Además, la OMS (29) indica que el número de superficies dentales de amalgama y los niveles de mercurio en cerebro de necropsias están relacionados, y que en algunas exposiciones al mercurio debido a la amalgama dental, a pesar que la concentración en el cerebro es baja, pueden desarrollarse eventos adversos, principalmente en individuos genéticamente susceptibles (30-32), sobre todo cuando se ha demostrado que las concentraciones de mercurio en orina podrían no reflejar la retención tisular de mercurio en los tejidos más sensibles como el cerebro y las glándulas endocrinas (4,33). Finalmente, la “Colaboración en Materia de Salud y el Aprendizaje de Medio Ambiente y Discapacidades del Desarrollo” (2008) publicó una declaración de consenso informando que la exposición a mercurio puede producir trastornos del espectro autista (7).

DESCARGAS DE MERCURIO DESDE LOS CONSULTORIOS ODONTOLÓGICOS AL ALCANTARILLADO Y EL MEDIOAMBIENTE

La investigación realizada por Stone registró por primera vez el MeHg en aguas residuales de unidades dentales, este informe establece la existencia de especies de Hg biodisponibles en el efluente de aguas residuales de las instalaciones de tratamiento dental. La cantidad de MeHg es bajo en comparación con Hg total, sin embargo, cabe destacarlo cuando se considera la toxicidad del MeHg; además, la concentración de MeHg en muestras de aguas residuales dentales es varias órdenes de magnitud superior que en las muestras ambientales (34). Como se mencionó anteriormente están correlacionados los niveles de MeHg en boca con el número de restauraciones que contienen Hg, lo que sugiere que la metilación puede ocurrir en la cavidad oral. Las BRS en la cavidad oral de los pacientes pueden proporcionar un mecanismo por el cual las aguas residuales de la unidad dental se ‘inoculan’ con estas bacterias (20,34,35).
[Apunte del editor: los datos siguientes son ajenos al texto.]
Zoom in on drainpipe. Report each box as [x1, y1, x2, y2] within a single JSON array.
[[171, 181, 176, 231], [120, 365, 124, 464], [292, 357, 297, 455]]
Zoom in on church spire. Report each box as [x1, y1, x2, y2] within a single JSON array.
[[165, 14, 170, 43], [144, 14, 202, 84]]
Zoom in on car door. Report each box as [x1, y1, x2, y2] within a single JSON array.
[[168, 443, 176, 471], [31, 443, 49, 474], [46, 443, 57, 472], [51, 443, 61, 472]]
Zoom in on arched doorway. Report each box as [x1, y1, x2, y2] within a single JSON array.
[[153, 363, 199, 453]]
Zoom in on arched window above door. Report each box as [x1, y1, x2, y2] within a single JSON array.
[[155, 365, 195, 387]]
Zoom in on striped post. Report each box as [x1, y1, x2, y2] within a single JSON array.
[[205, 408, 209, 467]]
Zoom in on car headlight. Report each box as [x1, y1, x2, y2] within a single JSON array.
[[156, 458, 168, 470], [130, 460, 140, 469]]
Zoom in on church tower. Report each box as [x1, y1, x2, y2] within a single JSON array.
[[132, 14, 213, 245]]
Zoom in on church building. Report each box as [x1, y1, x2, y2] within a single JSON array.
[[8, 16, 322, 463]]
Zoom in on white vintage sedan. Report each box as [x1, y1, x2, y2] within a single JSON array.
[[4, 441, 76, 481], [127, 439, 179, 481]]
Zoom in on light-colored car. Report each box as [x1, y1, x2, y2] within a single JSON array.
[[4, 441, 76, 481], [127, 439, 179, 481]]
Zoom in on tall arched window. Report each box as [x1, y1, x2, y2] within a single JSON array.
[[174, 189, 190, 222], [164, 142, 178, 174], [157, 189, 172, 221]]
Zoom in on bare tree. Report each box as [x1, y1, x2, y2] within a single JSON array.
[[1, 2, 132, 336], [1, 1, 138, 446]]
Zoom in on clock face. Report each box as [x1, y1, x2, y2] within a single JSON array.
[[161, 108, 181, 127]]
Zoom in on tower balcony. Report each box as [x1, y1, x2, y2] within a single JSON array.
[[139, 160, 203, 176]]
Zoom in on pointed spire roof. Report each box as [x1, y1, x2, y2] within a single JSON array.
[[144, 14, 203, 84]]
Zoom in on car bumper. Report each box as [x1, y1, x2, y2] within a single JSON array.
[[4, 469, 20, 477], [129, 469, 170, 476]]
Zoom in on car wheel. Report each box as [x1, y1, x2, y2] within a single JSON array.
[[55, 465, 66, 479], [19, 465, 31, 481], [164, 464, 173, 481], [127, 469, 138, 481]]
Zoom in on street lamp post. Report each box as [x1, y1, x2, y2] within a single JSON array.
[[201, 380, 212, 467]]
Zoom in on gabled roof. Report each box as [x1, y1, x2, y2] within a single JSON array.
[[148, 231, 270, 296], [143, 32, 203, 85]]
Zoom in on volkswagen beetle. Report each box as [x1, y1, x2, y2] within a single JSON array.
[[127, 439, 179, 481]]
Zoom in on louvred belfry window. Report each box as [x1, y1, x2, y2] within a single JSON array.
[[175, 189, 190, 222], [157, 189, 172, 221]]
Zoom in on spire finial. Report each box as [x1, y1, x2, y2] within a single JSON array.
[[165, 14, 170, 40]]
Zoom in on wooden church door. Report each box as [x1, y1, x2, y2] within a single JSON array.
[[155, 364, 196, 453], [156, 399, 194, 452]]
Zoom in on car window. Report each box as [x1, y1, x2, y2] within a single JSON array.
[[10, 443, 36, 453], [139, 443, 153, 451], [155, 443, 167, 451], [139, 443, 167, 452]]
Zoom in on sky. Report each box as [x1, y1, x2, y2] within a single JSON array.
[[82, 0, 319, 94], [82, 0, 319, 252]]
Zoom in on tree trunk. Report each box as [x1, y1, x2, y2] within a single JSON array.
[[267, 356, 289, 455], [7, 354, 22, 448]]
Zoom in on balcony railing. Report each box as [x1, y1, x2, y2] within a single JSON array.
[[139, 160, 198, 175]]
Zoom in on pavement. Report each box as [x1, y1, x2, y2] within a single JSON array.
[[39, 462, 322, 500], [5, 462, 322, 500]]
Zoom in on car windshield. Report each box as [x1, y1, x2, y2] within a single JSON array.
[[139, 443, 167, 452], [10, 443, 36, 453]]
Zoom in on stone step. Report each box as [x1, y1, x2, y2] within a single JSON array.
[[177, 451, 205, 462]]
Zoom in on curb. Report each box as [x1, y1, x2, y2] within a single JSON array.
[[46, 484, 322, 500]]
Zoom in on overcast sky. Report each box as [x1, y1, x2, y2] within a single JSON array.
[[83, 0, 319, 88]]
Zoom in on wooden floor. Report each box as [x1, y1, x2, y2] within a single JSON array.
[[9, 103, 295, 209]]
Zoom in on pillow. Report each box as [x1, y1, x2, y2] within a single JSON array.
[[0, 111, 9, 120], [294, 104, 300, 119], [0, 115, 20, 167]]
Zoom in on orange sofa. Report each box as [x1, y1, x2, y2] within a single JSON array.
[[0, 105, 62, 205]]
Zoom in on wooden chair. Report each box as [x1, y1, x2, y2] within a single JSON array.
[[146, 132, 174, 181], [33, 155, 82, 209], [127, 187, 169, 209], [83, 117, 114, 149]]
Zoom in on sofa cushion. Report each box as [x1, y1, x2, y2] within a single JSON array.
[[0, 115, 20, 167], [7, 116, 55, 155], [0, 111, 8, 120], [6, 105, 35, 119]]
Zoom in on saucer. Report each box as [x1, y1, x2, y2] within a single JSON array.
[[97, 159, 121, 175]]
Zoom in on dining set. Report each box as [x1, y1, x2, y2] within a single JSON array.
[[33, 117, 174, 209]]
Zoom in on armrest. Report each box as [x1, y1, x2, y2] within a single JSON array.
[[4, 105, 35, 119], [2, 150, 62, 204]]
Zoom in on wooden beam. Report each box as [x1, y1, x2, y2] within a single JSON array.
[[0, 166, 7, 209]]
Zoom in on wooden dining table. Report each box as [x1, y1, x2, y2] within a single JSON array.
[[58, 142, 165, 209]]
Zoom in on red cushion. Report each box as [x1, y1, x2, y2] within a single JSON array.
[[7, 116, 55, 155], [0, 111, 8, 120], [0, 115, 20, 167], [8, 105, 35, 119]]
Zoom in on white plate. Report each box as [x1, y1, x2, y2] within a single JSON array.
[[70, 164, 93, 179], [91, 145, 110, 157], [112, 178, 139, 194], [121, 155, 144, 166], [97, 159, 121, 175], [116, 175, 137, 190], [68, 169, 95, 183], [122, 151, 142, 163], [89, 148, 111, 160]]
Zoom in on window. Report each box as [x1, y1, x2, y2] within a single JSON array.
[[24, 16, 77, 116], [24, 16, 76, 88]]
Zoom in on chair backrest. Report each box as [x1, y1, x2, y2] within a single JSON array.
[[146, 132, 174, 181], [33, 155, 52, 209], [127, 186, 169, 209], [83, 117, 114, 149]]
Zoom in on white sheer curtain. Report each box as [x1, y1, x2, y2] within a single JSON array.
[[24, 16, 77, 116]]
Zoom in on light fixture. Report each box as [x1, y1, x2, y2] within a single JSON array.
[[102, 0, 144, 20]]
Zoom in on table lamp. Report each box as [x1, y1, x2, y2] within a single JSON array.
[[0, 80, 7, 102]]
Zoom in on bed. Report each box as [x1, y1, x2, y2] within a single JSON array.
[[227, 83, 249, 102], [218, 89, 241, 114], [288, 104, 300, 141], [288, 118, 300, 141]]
La mayor parte del mercurio en las aguas residuales del consultorio dental se encuentra en forma de amalgama dental que es capturado por los sistemas de tratamiento de aguas residuales denominados obras de tratamiento de propiedad pública (OTPP) en países desarrollados. Sin embargo, el mercurio disuelto, que la EPA define como el mercurio que puede pasar a través de un filtro de 0,45 micrómetros, es demasiado pequeño para ser capturado por las OTPP. Como resultado, el mercurio disuelto, a menudo aparece en el efluente de la estación de depuración u OTPP. Estas descargas de mercurio también están asociadas con desinfectantes que contienen agentes oxidantes que liberan mercurio de la amalgama al interaccionar con esta en los tubos de desagüe de los consultorios dentales. En estudios in vitro, se informó que las soluciones de hipoclorito así como desinfectantes que contienen cloro, bromo, yodo, peróxido y algunos compuestos fenólicos liberan más mercurio a partir de partículas de amalgama de lo que hizo el control (agua). Se demostró que el pH no es un buen predictor de la liberación de mercurio de la amalgama ya que las seis preparaciones que liberan más mercurio de la amalgama (aproximadamente de 17 a 340 veces) que el agua desionizada eran o muy ácidos (pH 1,76 a 2,59) o muy alcalinos (pH 10,72 a 12,35) (36, 37).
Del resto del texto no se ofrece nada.